VBox(children=(VBox(children=(Label(value='Geographic Selector'), Text(value='S12000043', description='Area Co…

In [49]:
#Data selection
def LoadData():
    acc_05_07 = pd.read_csv(r"C:\Users\Thyll\Proj1\accidents_2005_to_2007.csv",low_memory=False)
    acc_09_11 = pd.read_csv(r"C:\Users\Thyll\Proj1\accidents_2009_to_2011.csv",low_memory=False)
    acc_12_14 = pd.read_csv(r"C:\Users\Thyll\Proj1\accidents_2012_to_2014.csv",low_memory=False)
    accidents = [acc_05_07, acc_09_11, acc_12_14]
    accidents_df = pd.concat(accidents)
    accidents_clean = accidents_df.drop_duplicates(
        subset=["Accident_Index", "Date", "LSOA_of_Accident_Location", "Time", "Longitude", "Latitude"], keep="first")
    final_areax = accidents_clean[accidents_clean["Local_Authority_(Highway)"] == area_input.value].copy()
    return final_areax


final_area = LoadData()

In [54]:
# I want to define my function as taking 3 variables, a and b and c.
# a = DF in question
# b = min_samples (default = 5)
# c = distance between accidents
def func_unsupervised_dbscan_all_years(a, b, c):
    acc_area_year = a
    
    def function_geopy_gc(x, y):
        lat1, long1 = x[0], x[1]
        lat2, long2 = y[0], y[1]
        distance = great_circle((lat1, long1), (lat2, long2)).meters
        return distance

    dist_between_accidents = c  # distance in meters to use with dbscan
    # min_samples = The number of samples (or total weight) in a neighborhood for a
    # point to be considered as a core point. This includes the point itself.
    acc_area_year_dbscan = acc_area_year
    location = acc_area_year_dbscan[["Latitude", "Longitude"]]
    dbs = dbscan(eps=dist_between_accidents, min_samples=b, metric=function_geopy_gc).fit(location)
    labels = dbs.labels_
    unique_labels = np.unique(dbs.labels_)
    acc_area_year_dbscan["Cluster"] = labels
   

    '''METRICS'''
    n_clusters_ = len(set(labels)) - (1 if -1 in labels else 0)
    n_noise_ = list(labels).count(-1)
    X, labels_true = make_blobs(n_samples=len(acc_area_year_dbscan["Latitude"]), centers=location, cluster_std=0.4,
                                random_state=0)

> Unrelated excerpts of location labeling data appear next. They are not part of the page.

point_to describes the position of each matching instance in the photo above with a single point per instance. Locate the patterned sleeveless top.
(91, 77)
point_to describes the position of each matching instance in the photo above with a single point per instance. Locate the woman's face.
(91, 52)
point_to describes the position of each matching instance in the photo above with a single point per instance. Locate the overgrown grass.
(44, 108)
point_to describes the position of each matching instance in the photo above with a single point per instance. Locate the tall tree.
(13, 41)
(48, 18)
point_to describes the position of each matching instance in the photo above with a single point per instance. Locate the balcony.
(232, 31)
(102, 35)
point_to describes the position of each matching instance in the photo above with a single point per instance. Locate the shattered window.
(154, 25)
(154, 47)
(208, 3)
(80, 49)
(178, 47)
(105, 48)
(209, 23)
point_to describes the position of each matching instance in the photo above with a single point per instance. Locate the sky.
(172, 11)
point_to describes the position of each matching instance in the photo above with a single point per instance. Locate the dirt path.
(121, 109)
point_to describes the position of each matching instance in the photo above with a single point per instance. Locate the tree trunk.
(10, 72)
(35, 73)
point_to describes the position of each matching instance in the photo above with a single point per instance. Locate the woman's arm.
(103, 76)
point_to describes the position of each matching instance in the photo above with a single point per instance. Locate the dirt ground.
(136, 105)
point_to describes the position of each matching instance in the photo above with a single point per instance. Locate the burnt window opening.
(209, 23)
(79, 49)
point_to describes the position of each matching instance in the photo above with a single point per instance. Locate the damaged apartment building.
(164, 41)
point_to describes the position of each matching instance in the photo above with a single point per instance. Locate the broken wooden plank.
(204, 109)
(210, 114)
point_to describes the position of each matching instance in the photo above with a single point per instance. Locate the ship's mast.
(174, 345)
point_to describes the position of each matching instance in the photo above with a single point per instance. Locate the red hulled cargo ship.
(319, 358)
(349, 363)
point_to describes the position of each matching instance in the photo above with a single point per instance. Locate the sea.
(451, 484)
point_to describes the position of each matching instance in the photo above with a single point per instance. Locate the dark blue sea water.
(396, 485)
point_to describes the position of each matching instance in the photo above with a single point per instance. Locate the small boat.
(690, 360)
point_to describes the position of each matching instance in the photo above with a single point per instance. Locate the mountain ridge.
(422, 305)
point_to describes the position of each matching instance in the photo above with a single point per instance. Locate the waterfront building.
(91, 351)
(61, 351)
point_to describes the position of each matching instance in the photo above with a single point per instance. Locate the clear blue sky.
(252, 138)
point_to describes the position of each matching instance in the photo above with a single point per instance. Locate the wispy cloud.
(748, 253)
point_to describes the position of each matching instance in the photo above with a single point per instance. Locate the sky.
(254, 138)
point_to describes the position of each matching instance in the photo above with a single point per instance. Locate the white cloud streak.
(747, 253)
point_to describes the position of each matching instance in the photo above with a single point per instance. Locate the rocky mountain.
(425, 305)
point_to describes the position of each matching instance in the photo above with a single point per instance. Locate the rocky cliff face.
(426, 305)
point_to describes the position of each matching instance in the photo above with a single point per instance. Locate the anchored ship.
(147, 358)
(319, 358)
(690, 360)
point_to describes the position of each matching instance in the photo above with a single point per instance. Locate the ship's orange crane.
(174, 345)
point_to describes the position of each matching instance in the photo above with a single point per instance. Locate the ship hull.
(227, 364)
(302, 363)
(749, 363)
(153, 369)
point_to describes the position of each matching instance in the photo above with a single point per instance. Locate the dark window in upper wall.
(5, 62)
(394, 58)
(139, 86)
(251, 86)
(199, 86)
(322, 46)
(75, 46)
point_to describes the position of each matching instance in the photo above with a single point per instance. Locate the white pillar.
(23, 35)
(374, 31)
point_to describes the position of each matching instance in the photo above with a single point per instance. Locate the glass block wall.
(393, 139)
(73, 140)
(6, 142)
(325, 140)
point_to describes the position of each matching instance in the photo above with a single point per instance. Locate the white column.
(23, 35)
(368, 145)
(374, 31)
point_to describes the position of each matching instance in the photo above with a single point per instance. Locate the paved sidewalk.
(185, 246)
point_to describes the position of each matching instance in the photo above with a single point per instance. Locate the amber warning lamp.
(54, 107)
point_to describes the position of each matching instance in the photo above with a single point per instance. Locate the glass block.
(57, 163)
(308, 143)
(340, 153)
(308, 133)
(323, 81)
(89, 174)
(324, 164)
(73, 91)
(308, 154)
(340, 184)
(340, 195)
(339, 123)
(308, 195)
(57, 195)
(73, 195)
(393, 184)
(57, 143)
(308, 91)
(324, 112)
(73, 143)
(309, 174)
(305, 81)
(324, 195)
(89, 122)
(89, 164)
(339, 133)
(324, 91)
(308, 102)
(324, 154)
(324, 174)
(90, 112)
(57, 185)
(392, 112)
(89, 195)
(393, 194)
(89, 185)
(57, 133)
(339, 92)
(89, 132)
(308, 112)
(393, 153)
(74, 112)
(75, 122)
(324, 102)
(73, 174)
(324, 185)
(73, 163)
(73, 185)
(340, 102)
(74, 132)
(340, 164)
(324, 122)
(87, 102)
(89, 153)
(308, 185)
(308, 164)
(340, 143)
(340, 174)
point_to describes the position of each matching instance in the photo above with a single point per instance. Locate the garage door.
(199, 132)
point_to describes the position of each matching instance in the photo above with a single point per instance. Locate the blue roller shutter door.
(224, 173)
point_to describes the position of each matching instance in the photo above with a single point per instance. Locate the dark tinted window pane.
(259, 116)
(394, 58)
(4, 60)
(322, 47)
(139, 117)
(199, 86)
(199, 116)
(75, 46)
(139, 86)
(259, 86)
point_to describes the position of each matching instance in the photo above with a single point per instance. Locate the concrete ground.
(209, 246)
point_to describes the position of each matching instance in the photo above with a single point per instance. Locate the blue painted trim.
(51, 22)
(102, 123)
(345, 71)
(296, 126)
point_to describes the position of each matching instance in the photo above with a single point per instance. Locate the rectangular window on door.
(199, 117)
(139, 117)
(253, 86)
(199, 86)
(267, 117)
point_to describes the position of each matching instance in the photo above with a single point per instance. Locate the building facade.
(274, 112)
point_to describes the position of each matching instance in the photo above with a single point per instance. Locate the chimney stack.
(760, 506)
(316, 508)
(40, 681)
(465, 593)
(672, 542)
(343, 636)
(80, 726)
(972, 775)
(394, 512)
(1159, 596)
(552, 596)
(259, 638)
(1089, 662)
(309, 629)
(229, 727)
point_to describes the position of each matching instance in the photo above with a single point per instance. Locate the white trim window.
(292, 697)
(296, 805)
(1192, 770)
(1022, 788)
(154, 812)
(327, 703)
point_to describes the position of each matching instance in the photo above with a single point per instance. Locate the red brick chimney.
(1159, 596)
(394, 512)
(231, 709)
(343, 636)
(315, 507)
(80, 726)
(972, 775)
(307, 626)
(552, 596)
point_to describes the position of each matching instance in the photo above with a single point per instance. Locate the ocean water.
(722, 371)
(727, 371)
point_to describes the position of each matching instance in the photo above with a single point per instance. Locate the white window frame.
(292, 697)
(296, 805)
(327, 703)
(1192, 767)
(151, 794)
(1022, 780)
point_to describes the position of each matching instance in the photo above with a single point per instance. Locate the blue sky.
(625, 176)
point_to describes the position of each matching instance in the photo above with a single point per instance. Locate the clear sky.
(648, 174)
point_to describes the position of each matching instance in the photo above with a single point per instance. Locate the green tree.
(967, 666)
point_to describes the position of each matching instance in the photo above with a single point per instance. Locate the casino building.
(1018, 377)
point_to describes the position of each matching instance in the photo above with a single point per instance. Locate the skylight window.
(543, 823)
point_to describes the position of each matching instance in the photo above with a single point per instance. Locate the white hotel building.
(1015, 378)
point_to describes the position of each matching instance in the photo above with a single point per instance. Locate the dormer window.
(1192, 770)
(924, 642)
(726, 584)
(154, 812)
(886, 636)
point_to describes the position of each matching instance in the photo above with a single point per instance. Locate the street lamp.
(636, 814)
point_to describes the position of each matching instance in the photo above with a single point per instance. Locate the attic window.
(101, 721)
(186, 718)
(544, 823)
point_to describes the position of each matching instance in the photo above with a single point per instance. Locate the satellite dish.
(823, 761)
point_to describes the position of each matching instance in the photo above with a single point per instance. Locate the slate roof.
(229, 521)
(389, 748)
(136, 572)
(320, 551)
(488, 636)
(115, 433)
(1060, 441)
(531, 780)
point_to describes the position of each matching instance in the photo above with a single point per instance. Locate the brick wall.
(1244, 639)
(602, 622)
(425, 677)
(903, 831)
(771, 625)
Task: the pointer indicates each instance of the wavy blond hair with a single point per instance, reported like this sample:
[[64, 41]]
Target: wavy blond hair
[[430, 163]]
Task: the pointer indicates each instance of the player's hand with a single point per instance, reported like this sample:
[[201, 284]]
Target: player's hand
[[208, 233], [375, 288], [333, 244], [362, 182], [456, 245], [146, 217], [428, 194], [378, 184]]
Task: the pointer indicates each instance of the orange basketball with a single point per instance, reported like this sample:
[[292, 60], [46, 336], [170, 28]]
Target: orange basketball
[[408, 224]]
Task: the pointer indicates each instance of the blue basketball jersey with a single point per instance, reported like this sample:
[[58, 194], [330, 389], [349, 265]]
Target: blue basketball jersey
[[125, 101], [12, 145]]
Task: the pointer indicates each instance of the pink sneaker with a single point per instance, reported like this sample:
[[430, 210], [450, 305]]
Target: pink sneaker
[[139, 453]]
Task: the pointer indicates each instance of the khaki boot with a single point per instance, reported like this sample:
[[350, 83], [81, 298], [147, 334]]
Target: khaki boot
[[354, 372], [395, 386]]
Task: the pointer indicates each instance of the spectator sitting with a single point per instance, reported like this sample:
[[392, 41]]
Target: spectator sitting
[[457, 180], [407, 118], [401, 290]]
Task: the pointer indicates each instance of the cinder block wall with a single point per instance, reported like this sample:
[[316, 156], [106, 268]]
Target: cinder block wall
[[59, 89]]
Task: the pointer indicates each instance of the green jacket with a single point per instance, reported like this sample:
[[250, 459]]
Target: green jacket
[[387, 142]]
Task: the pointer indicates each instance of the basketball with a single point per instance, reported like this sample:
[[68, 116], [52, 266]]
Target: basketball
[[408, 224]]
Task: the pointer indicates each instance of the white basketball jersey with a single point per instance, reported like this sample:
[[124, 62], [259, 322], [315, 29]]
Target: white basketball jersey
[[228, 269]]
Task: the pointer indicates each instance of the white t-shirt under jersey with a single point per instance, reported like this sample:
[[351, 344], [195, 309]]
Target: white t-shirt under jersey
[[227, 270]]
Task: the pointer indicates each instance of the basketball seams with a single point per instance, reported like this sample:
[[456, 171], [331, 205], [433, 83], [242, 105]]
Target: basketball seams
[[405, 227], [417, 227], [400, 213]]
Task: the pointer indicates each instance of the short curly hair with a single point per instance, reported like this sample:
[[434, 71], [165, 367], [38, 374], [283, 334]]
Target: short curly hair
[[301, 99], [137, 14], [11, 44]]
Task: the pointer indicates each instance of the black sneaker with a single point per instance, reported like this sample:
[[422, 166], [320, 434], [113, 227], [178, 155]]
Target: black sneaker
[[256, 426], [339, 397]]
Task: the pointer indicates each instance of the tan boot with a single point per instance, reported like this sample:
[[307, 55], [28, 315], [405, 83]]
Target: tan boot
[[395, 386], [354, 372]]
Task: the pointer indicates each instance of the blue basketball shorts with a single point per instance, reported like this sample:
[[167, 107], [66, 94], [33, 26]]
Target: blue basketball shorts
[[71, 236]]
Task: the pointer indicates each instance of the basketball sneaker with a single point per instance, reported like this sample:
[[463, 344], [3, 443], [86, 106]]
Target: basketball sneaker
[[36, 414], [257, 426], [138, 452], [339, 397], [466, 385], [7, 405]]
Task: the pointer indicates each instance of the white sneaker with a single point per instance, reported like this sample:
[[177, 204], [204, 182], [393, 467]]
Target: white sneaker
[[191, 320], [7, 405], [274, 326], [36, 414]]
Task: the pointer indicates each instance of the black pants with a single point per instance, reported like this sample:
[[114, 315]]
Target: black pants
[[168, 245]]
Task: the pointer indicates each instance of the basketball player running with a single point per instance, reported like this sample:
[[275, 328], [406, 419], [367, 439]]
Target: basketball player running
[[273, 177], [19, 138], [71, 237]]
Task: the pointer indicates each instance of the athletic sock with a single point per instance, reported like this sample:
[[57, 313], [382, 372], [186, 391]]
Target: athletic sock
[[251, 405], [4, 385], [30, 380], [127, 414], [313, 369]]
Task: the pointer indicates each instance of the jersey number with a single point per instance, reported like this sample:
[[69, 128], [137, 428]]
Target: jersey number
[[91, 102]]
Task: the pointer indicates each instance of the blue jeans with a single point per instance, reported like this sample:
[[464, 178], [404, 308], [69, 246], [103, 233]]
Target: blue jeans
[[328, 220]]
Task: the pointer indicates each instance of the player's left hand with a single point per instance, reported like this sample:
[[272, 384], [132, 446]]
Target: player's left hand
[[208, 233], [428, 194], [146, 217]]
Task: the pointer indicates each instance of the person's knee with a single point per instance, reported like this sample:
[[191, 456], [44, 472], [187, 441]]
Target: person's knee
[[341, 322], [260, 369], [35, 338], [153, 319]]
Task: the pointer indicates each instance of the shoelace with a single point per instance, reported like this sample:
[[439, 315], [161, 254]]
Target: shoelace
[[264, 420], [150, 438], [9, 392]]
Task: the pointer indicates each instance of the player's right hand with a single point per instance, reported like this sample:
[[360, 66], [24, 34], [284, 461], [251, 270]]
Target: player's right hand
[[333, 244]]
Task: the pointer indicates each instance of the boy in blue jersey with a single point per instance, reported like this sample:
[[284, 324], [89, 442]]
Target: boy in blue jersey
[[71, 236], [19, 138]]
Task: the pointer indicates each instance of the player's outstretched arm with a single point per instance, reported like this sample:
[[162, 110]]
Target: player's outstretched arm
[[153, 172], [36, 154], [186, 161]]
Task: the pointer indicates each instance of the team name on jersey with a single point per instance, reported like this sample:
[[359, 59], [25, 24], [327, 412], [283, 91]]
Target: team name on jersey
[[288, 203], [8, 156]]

    X = StandardScaler().fit_transform(X)
    print(str(f"Stats for nerds:"))
    print(str(f"Estimated number of clusters: {n_clusters_}"))
    print(str(f"Estimated number of noise points: {n_noise_}"))
    print(str(f"Homogeneity: {(metrics.homogeneity_score(labels_true, labels)):.3f}"))
    print(str(f"Completeness: {(metrics.completeness_score(labels_true, labels)):.3f}"))
    print(str(f"V-measure: {(metrics.v_measure_score(labels_true, labels)):.3f}"))
    print(str(f"Adjusted Rand Index: {(metrics.adjusted_rand_score(labels_true, labels)):.3f}"))
    print(str(f"Adjusted Mutual Information: {(metrics.adjusted_mutual_info_score(labels_true, labels)):.3f}"))
    print(str(f"Silhouette Coefficient: {(metrics.silhouette_score(X, labels)):.3f}"))

    '''STAGE 3: PLOTTING MY CLUSTERS ON A MAP USING FOLIUM.'''
    location = acc_area_year_dbscan["Latitude"].mean(), acc_area_year_dbscan["Longitude"].mean()
    cluster_map = folium.Map(location=location, zoom_start=13)
    folium.TileLayer("cartodbpositron").add_to(cluster_map)
    clust_colours = ['#a6cee3', '#1f78b4', '#b2df8a', '#33a02c', '#fb9a99', '#e31a1c',
                     '#fdbf6f', '#ff7f00', '#cab2d6', '#6a3d9a', '#7a7a6f', '#b15928']
    for i in range(0,
                   len(acc_area_year_dbscan)):
        colouridx = acc_area_year_dbscan["Cluster"].iloc[i]
        if colouridx == -1:  
            pass
        else: 
            col = clust_colours[colouridx % len(clust_colours)]
            folium.CircleMarker([acc_area_year_dbscan["Latitude"].iloc[i],
                                 acc_area_year_dbscan["Longitude"].iloc[i]],
                                radius=10, color=col, fill=col).add_to(cluster_map)

    display(cluster_map)



func_unsupervised_dbscan_all_years(final_area, minsamp.value, EPS.value)



Stats for nerds:
Estimated number of clusters: 22
Estimated number of noise points: 12779
Homogeneity: 0.032
Completeness: 1.000
V-measure: 0.063
Adjusted Rand Index: 0.000
Adjusted Mutual Information: 0.000
Silhouette Coefficient: -0.162


Time taken to complete task: 75.43 seconds.